The report calls donors to guarantee at least 15 billion dollars for the next three years, and assures that for the first time in history we are reaching a tipping point in the fight against AIDS, TB and Malaria. The goal of defeating these three diseases is a reality. In addition to the moral duty, we also have an economic motivation, because a scale up in the investment would be very cost effective.
The study also describes the return on investment we have for every dollar spent on these diseases: each dollar invested in HIV/AIDS delivers a return of U$12, in TB it is U$30 and in malaria it is U$20.
The developments reached have an impact which would have been unthought-of only thirteen years ago at the turn of the millennium, when only 50,000 people were receiving ART. In 2011, this number increased to 7 million people. In relation to TB, 10 years ago the detection rate was only 43%, and the treatment success rate was only 67% among the 22 countries with the highest burden. By 2011, the detection rate rose to 66% and the treatment success rate to 87%. In malaria the improvements have also been remarkable. In the year 2000 only a 5% of Sub-Saharan Africa households owned an insecticide-treated net, by the year 2000 this amount had increased to 53%.
In addition to the developments which are evident in the report, the document also reflects the challenges we have to face. The information presented maintains that the Global Fund and its technical partners need 87 billion dollars in order to control the three diseases. This amount of money requires an extra boost form all partners and a shared responsibility among implementing countries and the international community.
Although the international responsibility of fighting against these three pandemics is a moral obligation, especially now that the possibility of succeeding is in our hands, there is also an economic motivation. At this moment, if the financial commitment were to flatten and we do no reach the needed amount of financing that has been estimated for the Global Fund, the number of new HIV/AIDS infections between 2014 – 2016 could reach 3,9 million people, whose treatment would add up to U$47 billion.

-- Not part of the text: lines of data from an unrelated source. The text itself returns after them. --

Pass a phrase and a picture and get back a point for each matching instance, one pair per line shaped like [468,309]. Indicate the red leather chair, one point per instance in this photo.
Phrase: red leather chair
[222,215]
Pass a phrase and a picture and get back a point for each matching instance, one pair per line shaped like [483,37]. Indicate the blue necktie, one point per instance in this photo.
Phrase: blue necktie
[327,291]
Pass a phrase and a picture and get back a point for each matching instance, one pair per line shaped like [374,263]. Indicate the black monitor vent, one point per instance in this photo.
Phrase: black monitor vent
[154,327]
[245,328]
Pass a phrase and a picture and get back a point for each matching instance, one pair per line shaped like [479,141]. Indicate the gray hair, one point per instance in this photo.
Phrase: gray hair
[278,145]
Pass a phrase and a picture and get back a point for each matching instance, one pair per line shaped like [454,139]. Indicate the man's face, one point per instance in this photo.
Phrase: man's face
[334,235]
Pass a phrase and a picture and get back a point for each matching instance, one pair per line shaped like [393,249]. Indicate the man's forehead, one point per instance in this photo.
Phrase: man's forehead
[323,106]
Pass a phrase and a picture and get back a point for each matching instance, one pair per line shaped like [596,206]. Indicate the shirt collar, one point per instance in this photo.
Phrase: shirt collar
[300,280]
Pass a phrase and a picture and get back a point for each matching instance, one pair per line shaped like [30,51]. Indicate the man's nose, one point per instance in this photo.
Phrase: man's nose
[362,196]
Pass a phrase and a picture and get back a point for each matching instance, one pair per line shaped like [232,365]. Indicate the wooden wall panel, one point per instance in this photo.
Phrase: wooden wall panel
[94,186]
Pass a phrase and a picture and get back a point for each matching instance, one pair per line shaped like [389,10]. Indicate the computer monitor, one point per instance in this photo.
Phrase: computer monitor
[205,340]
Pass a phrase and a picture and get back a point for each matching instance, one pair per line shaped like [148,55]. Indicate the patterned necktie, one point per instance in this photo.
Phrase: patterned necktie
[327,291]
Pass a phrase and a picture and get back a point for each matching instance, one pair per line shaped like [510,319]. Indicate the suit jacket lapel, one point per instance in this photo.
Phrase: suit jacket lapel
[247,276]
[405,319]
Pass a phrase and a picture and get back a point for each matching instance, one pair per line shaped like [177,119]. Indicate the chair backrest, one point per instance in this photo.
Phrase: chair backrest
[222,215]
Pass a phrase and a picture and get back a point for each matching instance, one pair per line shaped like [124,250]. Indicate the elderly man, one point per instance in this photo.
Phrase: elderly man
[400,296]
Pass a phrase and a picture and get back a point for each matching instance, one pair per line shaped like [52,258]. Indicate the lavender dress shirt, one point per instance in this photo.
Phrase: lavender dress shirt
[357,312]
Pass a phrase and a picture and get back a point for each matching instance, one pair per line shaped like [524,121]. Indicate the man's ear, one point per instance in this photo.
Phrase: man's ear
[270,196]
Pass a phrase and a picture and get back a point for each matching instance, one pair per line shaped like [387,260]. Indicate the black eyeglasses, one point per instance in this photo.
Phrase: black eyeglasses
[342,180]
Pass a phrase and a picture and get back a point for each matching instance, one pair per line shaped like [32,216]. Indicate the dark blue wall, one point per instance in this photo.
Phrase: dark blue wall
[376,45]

The situation is also of extreme urgency in TB, especially because the Global Fund represents 80% of external funding which is fighting against this disease. If the Global Fund’s financing were to remain constant during the next three years a million additional lives would be lost due to TB. Additionally, we have to take into account the growing concern related to multi-drug resistant tuberculosis. If the current situation is not managed adequately the situation in the future could develop into a growing number of multi-drug resistant TB, which would be a scenario much harder to bring under control and expensive to maintain – a regular TB treatment during six months can cost around U$30 per patient, while a multi-drug resistant TB treatment can be anywhere between U$2.000 and U$250.000.
The opportunity we have in hand to control malaria is also explained. If we would keep the current financial situation we would be missing the opportunity of saving 196,000 lives a year and of preventing more than 430,000 new cases. Keeping current numbers would also mean a loss of U$20 billion GDP in Sub-Saharan Africa.
The data presented in the report is very clear and allows us to foresee the current options we have at hand. To stop incrementing the funding would be more expensive than keeping the current investment and therefore we cannot allow this historic opportunity to be missed: to save millions of lives and a major economic investment in the future.
With this information we hope that the Global Fund is able to transmit the current needs to donor countries in the IV Replenishment Conference, which will take place in December in the United States.